Proceso
Columna Teatro
Galaor
Rodolfo Obregón
Por últimos días, y si el tiempo lo permite, usted puede ser testigo de las múltiples proezas y exóticos prodigios que se dan cita, de domingo a miércoles, en el Claustro del Centro Cultural Helénico. Si no, tendrá que esperar el fin de la monstruosa temporada de lluvias para asistir a las nobles hazañas de Galaor.
A la desvariante osadía de transportar la capilla, piedra por piedra, de Europa a México, se suma la no menos disparatada idea de escribir una novela de caballerías en pleno siglo veinte. Temerarias empresas que llegaron, después de míticos avatares, a buen fin.
Un nuevo episodio se añade hoy a los airosos lances del manco de Querétaro y el fantasioso escritor que hizo perdedizo al tiempo frente a las cámaras de televisión y en horario triple A. Galaor, la exquisita novela de Hugo Hiriart ha sido convertida, por artes de encantamiento, al teatro y es representada por un grupo de briosos actores bajo la dirección de Alicia Martínez Álvarez.
La excepcional transfiguración, obra de Jaime Chabaud, renuncia como es natural a personajes y tramas paralelas, pero otorga dramática fluidez al relato central, las andanzas del imberbe caballero para rescatar a la momificada Brunilda, y conserva el humor, la inventiva y el magnánimo lenguaje de la novela.
Las anacrónicas aventuras de los caballeros andantes, que toman rumbos insospechados al confrontar su código de honor y cortesía con una auténtica corte de los milagros y una variopinta zoología fantástica, dan pie a la aspiración épica de la puesta en escena.
Frente a los serenos muros de la capilla, que permanecen casi como intocable telón de fondo, el joven elenco se multiplica, corre, salta, se desgañita y pelea animosamente para sostener la atención del espectador en su fabuloso relato. No siempre lo consiguen.
Las veleidosas mudanzas del ánimo se complacen tan pronto en la antigua sonoridad de la palabra, en la aguerrida realización de una batalla, en el eco goyesco de una imagen, como se desencantan con alguna rígida caracterización, la inflexión coloquial o un vestuario que, a falta de imaginación, ilustra torpemente la fantasía.
Trepados sobre sus personajes, el pundonor del elenco no disminuye la disparidad del tono actoral. La osada valentía de la juventud, como demuestra el ingenuo protagonista de esta historia, paga el precio de sus atractivos encantos. La serenidad de las barbas encanecidas, como comprueba aquí el noble caballero Ontiveros, es el único antídoto contra el monstruo monocromático.

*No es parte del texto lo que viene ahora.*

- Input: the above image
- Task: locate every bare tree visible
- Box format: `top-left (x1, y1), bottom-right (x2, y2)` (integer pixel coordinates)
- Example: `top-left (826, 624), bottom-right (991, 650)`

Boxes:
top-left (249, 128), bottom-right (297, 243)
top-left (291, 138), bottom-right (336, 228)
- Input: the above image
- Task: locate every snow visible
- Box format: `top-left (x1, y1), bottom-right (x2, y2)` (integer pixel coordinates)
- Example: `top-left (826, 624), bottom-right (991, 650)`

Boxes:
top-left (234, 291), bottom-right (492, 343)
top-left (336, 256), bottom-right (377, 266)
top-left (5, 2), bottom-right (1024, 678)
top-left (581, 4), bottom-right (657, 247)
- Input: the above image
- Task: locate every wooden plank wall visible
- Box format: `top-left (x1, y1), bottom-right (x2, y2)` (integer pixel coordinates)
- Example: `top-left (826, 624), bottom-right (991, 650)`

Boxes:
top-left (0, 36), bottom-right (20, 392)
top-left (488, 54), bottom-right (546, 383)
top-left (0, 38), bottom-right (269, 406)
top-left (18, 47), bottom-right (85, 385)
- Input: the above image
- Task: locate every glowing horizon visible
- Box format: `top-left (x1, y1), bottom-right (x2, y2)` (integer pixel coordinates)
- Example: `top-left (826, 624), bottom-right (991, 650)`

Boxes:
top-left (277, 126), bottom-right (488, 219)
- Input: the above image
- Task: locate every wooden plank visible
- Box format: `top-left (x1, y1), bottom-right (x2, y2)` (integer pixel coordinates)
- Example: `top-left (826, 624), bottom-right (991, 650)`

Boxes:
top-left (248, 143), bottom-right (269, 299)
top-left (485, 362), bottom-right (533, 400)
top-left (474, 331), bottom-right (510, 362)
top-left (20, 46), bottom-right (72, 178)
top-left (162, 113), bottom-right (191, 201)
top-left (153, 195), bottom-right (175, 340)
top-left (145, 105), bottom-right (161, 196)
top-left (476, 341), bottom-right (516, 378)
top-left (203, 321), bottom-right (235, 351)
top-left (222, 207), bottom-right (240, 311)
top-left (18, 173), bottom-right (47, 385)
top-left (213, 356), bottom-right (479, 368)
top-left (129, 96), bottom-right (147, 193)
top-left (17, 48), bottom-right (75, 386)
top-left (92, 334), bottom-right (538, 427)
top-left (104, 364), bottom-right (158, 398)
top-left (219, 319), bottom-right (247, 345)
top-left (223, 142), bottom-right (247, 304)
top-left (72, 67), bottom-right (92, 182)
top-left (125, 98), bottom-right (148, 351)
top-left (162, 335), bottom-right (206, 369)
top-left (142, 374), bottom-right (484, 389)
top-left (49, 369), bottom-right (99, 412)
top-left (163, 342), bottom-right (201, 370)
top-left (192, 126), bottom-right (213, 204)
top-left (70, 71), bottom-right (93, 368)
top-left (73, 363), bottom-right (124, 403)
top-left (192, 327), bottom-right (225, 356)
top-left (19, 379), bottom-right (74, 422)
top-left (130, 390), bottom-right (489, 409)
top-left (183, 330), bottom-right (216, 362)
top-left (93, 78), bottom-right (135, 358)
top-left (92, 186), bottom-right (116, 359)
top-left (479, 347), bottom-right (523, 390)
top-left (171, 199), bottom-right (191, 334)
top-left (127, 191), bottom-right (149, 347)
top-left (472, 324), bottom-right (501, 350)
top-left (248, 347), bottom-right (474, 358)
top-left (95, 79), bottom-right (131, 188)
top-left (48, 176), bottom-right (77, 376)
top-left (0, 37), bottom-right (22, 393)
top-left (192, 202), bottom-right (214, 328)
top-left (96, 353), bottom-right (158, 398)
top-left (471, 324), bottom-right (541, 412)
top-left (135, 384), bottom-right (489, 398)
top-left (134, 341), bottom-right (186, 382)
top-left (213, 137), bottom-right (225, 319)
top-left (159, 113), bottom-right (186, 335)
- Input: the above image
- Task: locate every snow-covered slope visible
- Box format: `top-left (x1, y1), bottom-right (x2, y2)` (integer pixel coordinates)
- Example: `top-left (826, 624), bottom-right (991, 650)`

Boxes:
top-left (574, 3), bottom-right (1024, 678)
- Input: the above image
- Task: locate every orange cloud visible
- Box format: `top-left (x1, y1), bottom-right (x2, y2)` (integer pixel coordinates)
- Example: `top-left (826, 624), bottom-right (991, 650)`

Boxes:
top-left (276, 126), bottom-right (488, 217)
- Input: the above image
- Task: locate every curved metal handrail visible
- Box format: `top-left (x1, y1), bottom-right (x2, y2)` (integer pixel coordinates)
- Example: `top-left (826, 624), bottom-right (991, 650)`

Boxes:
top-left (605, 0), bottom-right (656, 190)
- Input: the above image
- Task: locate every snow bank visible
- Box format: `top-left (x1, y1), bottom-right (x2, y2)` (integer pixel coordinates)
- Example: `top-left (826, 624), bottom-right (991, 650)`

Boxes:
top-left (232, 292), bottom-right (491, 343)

Los azarosos resultados no restan valor, sin embargo, a la fatigosa labor de Alicia Martínez, a la que contribuye ampliamente la música original de Alejandra Hernández. Con un mínimo de elementos, como corresponde al verdadero ejercicio creativo, la música acompaña, comenta, atrae y establece, con citas que van de las medievales trompetas a una descompuesta ópera china, la atmósfera lúdica del espectáculo.
Después de haber puesto severos reparos a la lectura del Amadís, uno del los insignes predecesores de Galaor, Juan de Valdés concluía su ancestral ejercicio crítico con estas palabras que hago mías: “Y vosotros, señores, pensad que, aunque he dicho esto de Amadís (Galaor), también digo tiene muchas y muy buenas cosas y que es muy digno de ser visto y oído de los que quieren aprender la lengua”. Añado: y las artes del escenario donde con mayor verdad se expresa.